Groups/Int: the number of groups during an integration, equal to the number of frames read per integration (for the SUB80 array that uses the NISRAPID readout pattern). Up to 800 groups are supported for this mode.
Integrations/Exp: the number of integrations during an exposure, where an integration is the time between detector resets.
- ETC Wkbk. Calc ID: the accompanying ETC workbook ID number for the calculation (optional).
Exposures can be Added, Duplicated, Inserted Above existing exposures, and Removed.
Direct Imaging Parameters
Direct image
See also: NIRISS imaging, Understanding JWST Exposure Times
If Direct Image in the Filters dialog box is selected, specify the following options for the direct image:
Image Dithers: refers to primary image dithers. Options are NONE, 2, 3, 4
Groups/Int
Integrations/Exp
ETC Wkbk. Calc ID
Taking a direct image is optional. A direct image will only be taken for the filter(s) specified in the Filters dialog box.
Note: the Exposure Time Calculator mode for AMI does not include calculations for direct imaging. To run calculations for direct imaging to determine Groups/Int and Integrations/Exp, use the NIRISS imaging mode in ETC.
PSF Reference Observations
See also: HCI PSF Reference Stars , NIRISS AMI Recommended Strategies
This is a PSF Reference Observation
If this observation is the PSF reference star, then the This is a PSF Reference Observation box must be checked, in the PSF Reference Observations panel at the bottom of the page. Note that PSF reference star observations have a 0 month exclusive access period.
PSF reference observations
If PSF reference observations have already been specified, then one or more of those observation(s) can be selected in the PSF Reference Observations dialog box. The PSF reference observations must be observed with the same Filter and Subarray as the science target to show up in this dialog box.
Additional justification
If a PSF reference observation is not deemed to be required for the current observation, then the Additional Justification box must be checked. In that case, the absence of PSF Reference Observations must be scientifically justified in the PDF attachment of the proposal.
Verify your observation set-up
See also: APT Target Confirmation Charts, APT Visit Planner, APT Smart Accounting, APT Aladin Viewer
Create Target Confirmation Charts to verify that the input target coordinates will position the telescope in the correct place.

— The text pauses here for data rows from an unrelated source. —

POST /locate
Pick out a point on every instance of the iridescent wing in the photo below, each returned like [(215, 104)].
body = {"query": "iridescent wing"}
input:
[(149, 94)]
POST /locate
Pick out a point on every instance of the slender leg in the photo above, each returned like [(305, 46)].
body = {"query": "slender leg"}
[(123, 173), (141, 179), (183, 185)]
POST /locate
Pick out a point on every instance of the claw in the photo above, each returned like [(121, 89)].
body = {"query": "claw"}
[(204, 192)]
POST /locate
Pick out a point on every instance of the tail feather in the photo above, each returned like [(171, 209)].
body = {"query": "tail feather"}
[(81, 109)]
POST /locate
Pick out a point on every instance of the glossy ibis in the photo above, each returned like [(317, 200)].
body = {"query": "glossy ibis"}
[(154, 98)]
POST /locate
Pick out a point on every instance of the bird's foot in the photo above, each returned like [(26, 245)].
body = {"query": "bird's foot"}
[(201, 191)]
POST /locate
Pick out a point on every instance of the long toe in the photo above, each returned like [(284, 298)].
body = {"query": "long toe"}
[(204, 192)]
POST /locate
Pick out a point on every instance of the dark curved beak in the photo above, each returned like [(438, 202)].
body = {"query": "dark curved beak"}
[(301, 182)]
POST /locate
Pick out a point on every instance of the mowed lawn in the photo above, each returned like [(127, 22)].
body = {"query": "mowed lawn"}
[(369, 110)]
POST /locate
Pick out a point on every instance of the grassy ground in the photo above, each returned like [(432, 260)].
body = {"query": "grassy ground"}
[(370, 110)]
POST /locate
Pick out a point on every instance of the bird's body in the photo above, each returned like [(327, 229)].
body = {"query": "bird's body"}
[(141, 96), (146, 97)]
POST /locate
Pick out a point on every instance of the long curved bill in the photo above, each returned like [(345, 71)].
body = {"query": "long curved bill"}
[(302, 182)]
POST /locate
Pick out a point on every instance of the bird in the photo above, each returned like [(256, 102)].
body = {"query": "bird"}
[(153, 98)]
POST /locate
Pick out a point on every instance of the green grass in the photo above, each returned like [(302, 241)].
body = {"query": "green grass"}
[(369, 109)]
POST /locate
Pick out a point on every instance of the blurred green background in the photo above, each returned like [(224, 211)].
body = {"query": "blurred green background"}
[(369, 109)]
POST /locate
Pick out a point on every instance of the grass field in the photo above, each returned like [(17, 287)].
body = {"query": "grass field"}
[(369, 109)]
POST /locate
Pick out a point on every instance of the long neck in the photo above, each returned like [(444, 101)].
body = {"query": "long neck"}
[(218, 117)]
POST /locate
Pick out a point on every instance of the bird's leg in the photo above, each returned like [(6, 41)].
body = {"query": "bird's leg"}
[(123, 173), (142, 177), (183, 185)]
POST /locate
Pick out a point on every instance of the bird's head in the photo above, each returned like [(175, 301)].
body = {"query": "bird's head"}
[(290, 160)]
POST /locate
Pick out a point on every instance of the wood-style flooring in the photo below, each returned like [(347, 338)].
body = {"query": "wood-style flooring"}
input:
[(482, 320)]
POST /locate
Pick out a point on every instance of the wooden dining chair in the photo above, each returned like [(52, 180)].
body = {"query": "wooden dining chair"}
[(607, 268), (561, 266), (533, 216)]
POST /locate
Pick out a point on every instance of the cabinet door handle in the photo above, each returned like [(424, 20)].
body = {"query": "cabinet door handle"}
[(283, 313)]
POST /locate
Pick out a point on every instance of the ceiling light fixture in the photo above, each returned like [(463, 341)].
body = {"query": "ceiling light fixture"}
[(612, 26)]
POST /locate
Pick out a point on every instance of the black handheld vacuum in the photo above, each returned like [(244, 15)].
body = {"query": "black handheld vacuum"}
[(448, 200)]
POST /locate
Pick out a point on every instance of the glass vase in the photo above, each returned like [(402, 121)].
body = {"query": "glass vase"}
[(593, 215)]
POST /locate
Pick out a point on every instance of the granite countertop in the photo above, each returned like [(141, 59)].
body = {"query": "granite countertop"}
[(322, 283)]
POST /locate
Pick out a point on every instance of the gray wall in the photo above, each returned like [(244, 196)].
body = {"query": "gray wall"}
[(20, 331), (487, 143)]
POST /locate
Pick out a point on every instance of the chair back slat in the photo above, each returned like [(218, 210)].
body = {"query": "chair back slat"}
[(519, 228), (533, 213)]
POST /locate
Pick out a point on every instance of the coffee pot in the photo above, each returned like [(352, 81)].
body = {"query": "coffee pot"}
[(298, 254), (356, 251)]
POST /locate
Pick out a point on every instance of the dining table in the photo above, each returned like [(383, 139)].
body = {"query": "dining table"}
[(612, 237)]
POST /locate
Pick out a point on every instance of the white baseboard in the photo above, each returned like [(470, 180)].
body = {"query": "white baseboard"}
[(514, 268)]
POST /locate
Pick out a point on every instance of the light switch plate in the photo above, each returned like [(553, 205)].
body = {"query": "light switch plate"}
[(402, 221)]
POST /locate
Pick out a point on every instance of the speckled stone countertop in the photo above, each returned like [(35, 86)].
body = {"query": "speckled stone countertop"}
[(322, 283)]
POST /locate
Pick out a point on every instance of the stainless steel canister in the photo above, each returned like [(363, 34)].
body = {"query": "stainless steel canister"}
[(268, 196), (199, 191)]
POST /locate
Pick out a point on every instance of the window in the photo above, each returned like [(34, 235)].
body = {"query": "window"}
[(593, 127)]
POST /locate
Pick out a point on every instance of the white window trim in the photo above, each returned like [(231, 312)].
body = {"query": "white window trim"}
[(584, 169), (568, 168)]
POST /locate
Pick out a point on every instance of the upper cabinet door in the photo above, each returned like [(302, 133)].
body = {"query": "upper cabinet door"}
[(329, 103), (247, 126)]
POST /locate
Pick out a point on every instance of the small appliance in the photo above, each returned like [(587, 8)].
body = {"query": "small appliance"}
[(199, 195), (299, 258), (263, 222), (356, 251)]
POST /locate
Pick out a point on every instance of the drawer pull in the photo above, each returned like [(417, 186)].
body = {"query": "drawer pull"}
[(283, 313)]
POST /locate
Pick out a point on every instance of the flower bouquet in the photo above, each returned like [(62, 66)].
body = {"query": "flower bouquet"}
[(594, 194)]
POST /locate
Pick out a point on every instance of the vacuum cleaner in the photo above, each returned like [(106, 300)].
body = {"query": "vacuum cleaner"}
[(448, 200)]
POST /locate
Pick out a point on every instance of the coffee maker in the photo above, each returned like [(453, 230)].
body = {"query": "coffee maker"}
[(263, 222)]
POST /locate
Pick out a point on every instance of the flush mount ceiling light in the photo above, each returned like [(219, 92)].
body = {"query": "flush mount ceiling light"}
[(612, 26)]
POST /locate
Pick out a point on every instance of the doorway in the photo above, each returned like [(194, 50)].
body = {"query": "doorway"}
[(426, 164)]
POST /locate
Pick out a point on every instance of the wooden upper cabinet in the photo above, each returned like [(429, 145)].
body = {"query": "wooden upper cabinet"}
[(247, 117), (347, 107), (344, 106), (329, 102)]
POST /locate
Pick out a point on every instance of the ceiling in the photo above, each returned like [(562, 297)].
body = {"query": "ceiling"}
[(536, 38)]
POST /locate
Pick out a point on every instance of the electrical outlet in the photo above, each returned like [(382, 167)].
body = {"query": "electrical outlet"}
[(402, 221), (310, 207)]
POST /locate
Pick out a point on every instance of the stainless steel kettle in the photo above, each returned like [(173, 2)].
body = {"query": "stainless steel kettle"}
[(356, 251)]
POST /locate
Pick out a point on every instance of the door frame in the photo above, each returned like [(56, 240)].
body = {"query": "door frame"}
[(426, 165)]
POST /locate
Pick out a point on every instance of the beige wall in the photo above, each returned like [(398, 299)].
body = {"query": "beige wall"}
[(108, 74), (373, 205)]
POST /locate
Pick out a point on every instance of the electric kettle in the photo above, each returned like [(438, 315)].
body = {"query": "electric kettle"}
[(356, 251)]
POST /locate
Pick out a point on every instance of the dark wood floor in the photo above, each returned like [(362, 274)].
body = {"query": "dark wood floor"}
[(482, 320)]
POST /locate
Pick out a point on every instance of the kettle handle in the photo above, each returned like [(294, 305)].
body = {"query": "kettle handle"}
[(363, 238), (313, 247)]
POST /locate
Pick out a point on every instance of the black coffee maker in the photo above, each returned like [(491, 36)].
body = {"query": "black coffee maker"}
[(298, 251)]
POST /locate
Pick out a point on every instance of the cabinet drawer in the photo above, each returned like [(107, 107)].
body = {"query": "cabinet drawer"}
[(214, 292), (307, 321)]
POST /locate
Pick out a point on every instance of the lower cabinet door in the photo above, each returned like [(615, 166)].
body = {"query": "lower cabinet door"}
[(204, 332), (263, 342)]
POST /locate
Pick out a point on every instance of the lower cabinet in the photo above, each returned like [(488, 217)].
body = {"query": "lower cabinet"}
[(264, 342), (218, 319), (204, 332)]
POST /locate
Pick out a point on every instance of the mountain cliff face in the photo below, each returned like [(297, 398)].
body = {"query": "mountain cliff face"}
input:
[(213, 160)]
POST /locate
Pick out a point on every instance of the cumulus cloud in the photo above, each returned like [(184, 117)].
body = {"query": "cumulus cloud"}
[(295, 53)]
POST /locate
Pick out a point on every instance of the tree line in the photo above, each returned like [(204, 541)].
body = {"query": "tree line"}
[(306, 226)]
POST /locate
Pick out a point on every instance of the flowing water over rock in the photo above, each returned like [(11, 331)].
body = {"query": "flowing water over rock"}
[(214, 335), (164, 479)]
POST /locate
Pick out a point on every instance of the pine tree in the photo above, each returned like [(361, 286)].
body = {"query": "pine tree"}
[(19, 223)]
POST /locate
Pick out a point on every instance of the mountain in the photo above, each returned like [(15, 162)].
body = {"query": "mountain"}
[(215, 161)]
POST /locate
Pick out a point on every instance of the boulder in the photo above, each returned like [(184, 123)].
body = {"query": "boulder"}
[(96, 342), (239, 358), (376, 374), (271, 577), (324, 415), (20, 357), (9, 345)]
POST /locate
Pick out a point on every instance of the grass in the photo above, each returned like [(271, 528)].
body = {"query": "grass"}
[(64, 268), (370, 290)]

Run APT Visit Planner to check schedulability of observations, check constraints, and see whether guide stars are available to support the observation. Then run APT Smart Accounting to update time accounting and to remove excess overhead charges. APT can generate various reports through the "Reports" option in the Visit Planner view. Observers can access additional reports through the File → Export option in the top menu bar. For example the ".times" file provides a breakdown of individual exposures and associated exposure times, including overhead. These reports may help observers to tweak their observations to increase efficiency.
Observers can also visualize their observations on the celestial sphere using the APT Aladin Viewer.
Other tabs
Special Requirements
See also: APT Special Requirements
Target and reference star observations can be temporally grouped by using the Timing → Group/Sequence Observations Link option in the Special Requirements dialog box under the Special Requirements tab. We recommend specifying parameters for "Group non-interruptible" or "Sequence non-interruptible" in the dialog box.
Extended object imaging may need observations at more than one position angle in order to fill in gaps in uv-plane coverage, which can be achieved by invoking the Position Angle option in the Special Requirements dialog box under the Special Requirement tab.